Quelque chose dont je voulais échapper le plus vite possible. Non, ce n’était pas une grande enfance. Je pense que c’est en partie pour cela que je fais ce travail. C’est pour m’évader, m’évader le week-end avec les films de Belmondo, des trucs comme ça en VHS et le cinéma m’ont un peu sauvé la vie, oui.
Parlons de votre premier grand succès qui vous a quand même valu des récompenses : N’oublie pas que tu vas mourir. Pour le film, vous avez même été arrêté par la police. Vous avez décidé de vous engager à Mostar en Bosnie-Herzégovine pour documenter votre travail. L’engagement est-il ce qui vous définit le plus ?
À partir du moment où on prétend parler de quelque chose, il faut le savoir. C’est très simple de rédiger une garde à vue, mais si on ne sait pas de l’intérieur… J’ai donc rencontré des policiers qui m’ont fait arrêter par d’autres policiers. Vraiment. Et puis c’est plus facile à écrire. C’est pour cela que sur le Vendée Globe, j’ai lu tout ce que je pouvais sur le sujet. J’ai lu les écrits de Bernard Moitessier, j’ai regardé les documentaires, j’ai suivi le jeu, Virtual Regatta quatre fois.
Vous y avez participé, notamment pendant la pandémie.
C’est là que je me suis dit : il y a 1 000 000 de personnes qui jouent à ce jeu. Comment sont les premiers ? Même si nous faisons tout bien, même si nous nous levons la nuit, mon meilleur score est de 65 000ème sur un million. Je me demandais comment les premiers faisaient et je me suis dit : hé, si on faisait ça vrai pour faux, peut-être qu’on aurait plus de chance d’être parmi les premiers. Mais c’est un jeu très addictif. Ce sont les conditions exactes du Vendée Globe.
La pudeur est au cœur de ce long-métrage. Je me demandais comment tu as connu le succès Des hommes et des dieux et de N’oublie pas que tu vas mourircette reconnaissance ?
Paradoxalement, il faut le digérer assez vite. Il ne faut pas s’attarder là-dessus et ne pas prendre la grosse tête.
“Je dois avouer que c’est un plaisir d’être reconnu par ses proches, d’avoir des prix, de voyager partout dans le monde, qu’on me parle encore de ces films, c’est pour ça qu’on travaille.”
Xavier Beauvoissur franceinfo
Pour finir, il y a un dernier personnage qui n’est pas acteur, il est chanteur.
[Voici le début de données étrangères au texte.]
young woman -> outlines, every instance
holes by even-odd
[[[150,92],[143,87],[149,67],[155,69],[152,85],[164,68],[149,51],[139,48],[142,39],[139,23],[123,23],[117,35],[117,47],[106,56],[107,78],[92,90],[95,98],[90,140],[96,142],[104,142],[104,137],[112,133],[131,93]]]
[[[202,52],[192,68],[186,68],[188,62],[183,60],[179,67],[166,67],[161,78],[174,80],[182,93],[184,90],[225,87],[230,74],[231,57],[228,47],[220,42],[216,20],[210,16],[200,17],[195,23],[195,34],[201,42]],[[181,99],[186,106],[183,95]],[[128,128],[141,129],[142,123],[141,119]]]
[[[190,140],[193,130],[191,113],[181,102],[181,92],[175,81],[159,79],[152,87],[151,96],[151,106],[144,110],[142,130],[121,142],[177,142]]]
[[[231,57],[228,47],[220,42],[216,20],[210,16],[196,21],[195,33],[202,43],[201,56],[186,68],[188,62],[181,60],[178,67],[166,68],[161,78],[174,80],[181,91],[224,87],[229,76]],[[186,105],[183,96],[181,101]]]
Je pense à Peter Doherty qui disait : «Plonger dans la mer froide, c’est comme une dose de cocaïne« . Êtes-vous d’accord avec cela ?
Il fait ça tous les jours même en hiver à Étretat, il nage et il est en pleine forme ! Il est accro au fromage normand et aux bains de mer et c’est la première fois qu’il réalise une musique de film, donc il s’est bien amusé. Je pense qu’il veut faire plus.
Cela signifie-t-il que le cinéma est votre dose de cocaïne ?
C’est ma dose d’adrénaline un peu comme un sportif qui a besoin de son endomorphine parce qu’il court tous les jours et le jour où il ne court pas, il en manque un peu.